Articolo di Antonio Severino  twitter @SuonatoreJones (Milano)
Fotogallery di Vanessa Cuda instagram @vanou75 (Roma)

Allora, facciamo subito spoiler per quelli che vanno di fretta: Cosmo ha “spaccato”. Se vi siete persi il concerto, non avete scuse né attenuanti: si è divertito come un matto anche lui e, ovviamente, ci siamo divertiti come dei matti noi.
Che Marco Jacopo Bianchi (Cosmo, appunto) stesse preparando il colpaccio s’era già capito durante l’ultima capatina milanese, una sera di ottobre, quindi pochi mesi fa: ospite del “Polisuona”, aveva fatto saltellare una gremita Piazza Leonardo da Vinci. Per essere sicuro di esaminare la questione dal giusto punto di vista mi ero lanciato sul palco, ai tempi. Non le ho contate, ma c’erano sicuramente 2 mila o 3 mila persone. Per gli scettici o per chi ancora aveva qualche dubbio, Cosmo ha spaccato definitivamente e lo ha fatto con un sold-out ai Magazzini Generali. Biglietti finiti.
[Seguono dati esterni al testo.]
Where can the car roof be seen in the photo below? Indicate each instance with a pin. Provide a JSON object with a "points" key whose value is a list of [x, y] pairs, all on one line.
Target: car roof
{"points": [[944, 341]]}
“L’ultima festa” è un album pazzesco, di quelli che puoi ascoltarlo in macchina e ritrovarti a urlare spensierato o ripensare a quella stronza della tua ex con un leggero magone allo stomaco: Cosmo è riuscito a replicare lo stesso trasporto anche dal vivo, in una serata a metà fra il “clubbing” (i Magazzini si prestano) e il cantautorato. Alla faccia di chi storce il naso dicendo che i cantautori non possono avere suoni elettronici (e, grazie a Dio, la scena indie italiana ne è piena).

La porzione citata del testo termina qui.